No primeiro capítulo de Arbeit am Mythos (Trabalho sobre o Mito), intitulado “Depois do absolutismo da realidade”, Hans Blumenberg ilustra o modo como os humanos levaram a cabo uma primeira tematização do mundo, depois de uma longa fase primitiva sem qualquer domínio do mundo envolvente. Este estado de dependência ter-se-ia pautado, segundo o autor, pela “falta de previsão, de antecipação (do que está por vir) e da consequente falta de adaptação a tudo o que estivesse para além do horizonte”.
No centro desta fase pré-mitológica está aquilo que o autor designa por “Angst” – que se traduziria mais por ansiedade e menos por medo -, concebida como “um estado de antecipação particularmente indefinida” ou como “intencionalidade da consciência sem qualquer objecto”. A impotência generalizada que caracterizaria este estádio humano foi sendo superada à medida que as ocorrências particulares passaram, a pouco e pouco, de “não familiares a familiares”, de “não explicáveis” a “explicáveis” e de “não nomeadas” a “nomeadas”. A passagem da ansiedade originária (“angst”) a um estado de medo racionalizado (ou de consciência codificada do outro) é um dos momentos-chave desta superação, ou deste primeiro face a face com o desconhecido.
Nomear um relâmpago e atribuir-lhe factos significa inscrever essa ocorrência num âmbito familiar ou de proximidade, transpondo-a do desconhecido para a área do conhecido e criando, desta maneira, condições para um posterior uso de signos no contexto já do mágico, do ritual ou da adoração (projectando as ocorrências vividas em “poderes superiores” – “Ubermachten”).
O exemplo do olhar de Medusa que “mata convertendo em pedra” herda, naquilo que condensa e poderosamente afirma, esse primeiro momento em que a errância da ansiedade se transforma numa relação em que os termos em presença – um ‘eu’ e o ‘mundo’ – acabam por se significar (e, quando isso acontece, é o medo claramente e não já a ansiedade primordial que passa a mediar as relações entre os humanos e aquilo que os rodeia).
Este processo que Hans Blumenberg situa na “Vorverganggenheit” (“passado do passado”) alia sensação, percepção e afectos – entendidos como “condição de quem presta atenção” – a figuras, nomes, histórias e rituais vários que estão nos antípodas das actuais convicções de realismo, baseando-se naquilo que Rudolf Otto designou por “numinous”. A superação do “absolutismo da realidade” é encarada por Blumenberg como uma tarefa lenta e gradual que implicou necessariamente o confronto com obstáculos, e que evoluiu, a pouco e pouco, para uma noção encenada de conjunto.

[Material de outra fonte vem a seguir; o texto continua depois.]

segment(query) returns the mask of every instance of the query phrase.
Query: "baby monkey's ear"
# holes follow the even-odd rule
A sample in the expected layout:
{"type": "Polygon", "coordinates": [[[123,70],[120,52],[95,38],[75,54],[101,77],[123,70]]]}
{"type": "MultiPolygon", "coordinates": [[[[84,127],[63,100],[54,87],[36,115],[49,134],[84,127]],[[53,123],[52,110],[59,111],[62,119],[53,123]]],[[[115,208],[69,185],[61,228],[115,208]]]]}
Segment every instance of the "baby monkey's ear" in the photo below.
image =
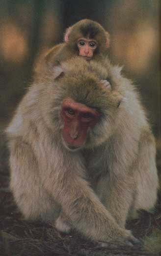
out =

É deste modo que a exegese humana se terá iniciado, conduzindo à prática das primeiras metáforas e a alegorias ininteligíveis e, portanto, aos primeiros processos de significação (sinais que assinalam a caça, sinais que assinalam a compreensão do corpo e da fisiognomia, etc, etc.) que avançam do singular para o universal, gerando entre ambas as esferas uma série de ligações funcionais. Richard Rorty designou este processo teatral como a passagem do “olho do corpo” para o “olho da mente” que, ao fim e ao cabo, se viria a tornar na futura querela dos universais.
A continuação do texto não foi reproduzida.